The judge wasn’t an altogether unlikable man. He was young by a judge’s standards, or so Mary Rose believed, for he wasn’t quite fifty years old yet and had been a hanging judge for nearly fifteen years.
He cut a handsome figure. He was tall, only slightly stoop-shouldered from age, and had brilliant green eyes the condemned believed were the very color of Satan’s. The judge didn’t have horns though. He had a full head of dark auburn hair. He was given to an Irish temper and an English practicality.
He and Harrison got along quite well from the minute the two men met. Burns had distant relatives living outside of Canterbury, and so he felt he had something other than the law in common with Harrison.
The way the intended groom treated Belle softened the judge’s heart as well, for Harrison treated the woman with a deference reserved for statesmen. It wasn’t an act. Belle had helped in the raising of Mary Rose, and Harrison was therefore as beholden to her as the others were. He didn’t care what her occupation was. She had a good heart, and that was all that mattered to him. The olde
r woman’s love for Mary Rose was very evident, and when Belle was asked to stand up as a bridesmaid and witness, she burst into tears.
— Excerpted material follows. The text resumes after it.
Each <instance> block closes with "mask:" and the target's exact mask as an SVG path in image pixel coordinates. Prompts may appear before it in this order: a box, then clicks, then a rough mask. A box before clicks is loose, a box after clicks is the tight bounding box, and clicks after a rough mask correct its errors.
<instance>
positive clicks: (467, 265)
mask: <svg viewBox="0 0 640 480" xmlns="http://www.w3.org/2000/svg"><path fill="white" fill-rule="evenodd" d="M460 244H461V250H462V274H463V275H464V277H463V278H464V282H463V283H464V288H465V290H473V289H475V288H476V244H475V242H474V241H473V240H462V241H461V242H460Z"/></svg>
Belle was dressed in blue. Judge Burns told Harrison he’d never seen her in any other color in all the years he’d known her. Why, even her lacy undergarments were blue, he whispered to Harrison while they waited for Mary Rose to join them.
Belle had gone upstairs to help the bride. Her advanced age and her occupation hadn’t hardened her features. She was very pretty, with gray-tinged brown hair and warm brown eyes. And when she came back into the parlor with Mary Rose on her arm, the town’s pride and joy looked more radiant than the bride.
Mary Rose looked miserable. And beautiful, Harrison thought to himself.
“Eleanor won’t be joining us, I’m sorry to say,” Adam explained. “She’s still burning with fever, though Douglas assures me she’s improved somewhat today.”
“Belle, can you play at the piano?” the judge asked.
“No, honey, I can’t,” she answered.
“I’ll play,” Mary Rose suggested.
“Now, that don’t make no sense, child,” Belle told her with a laugh. “You’ve got to say your vows. John, why don’t you place us where you want us and get the wedding done. It’s warm in here. Boys, you line up behind your sister. Which one of you is giving her away?”
Belle handed Mary Rose a nosegay of wildflowers. Then she took hold of her hand and placed it on Harrison’s arm.
“We’re all giving her away,” Adam told the judge.
“Well, now, I reckon that’s all right.”
“Wait. Judge Burns, did you hang anyone this week?”
“Not that I recollect, Mary Rose.”
She let out a sigh. “All right then. Harrison, you still haven’t proposed. He didn’t, Judge. He just told me we were going to get married. He never asked.” Her voice sounded downright puny to her. She hoped no one noticed. The flowers were shaking in her hand too. She gripped them tighter and tried to act composed.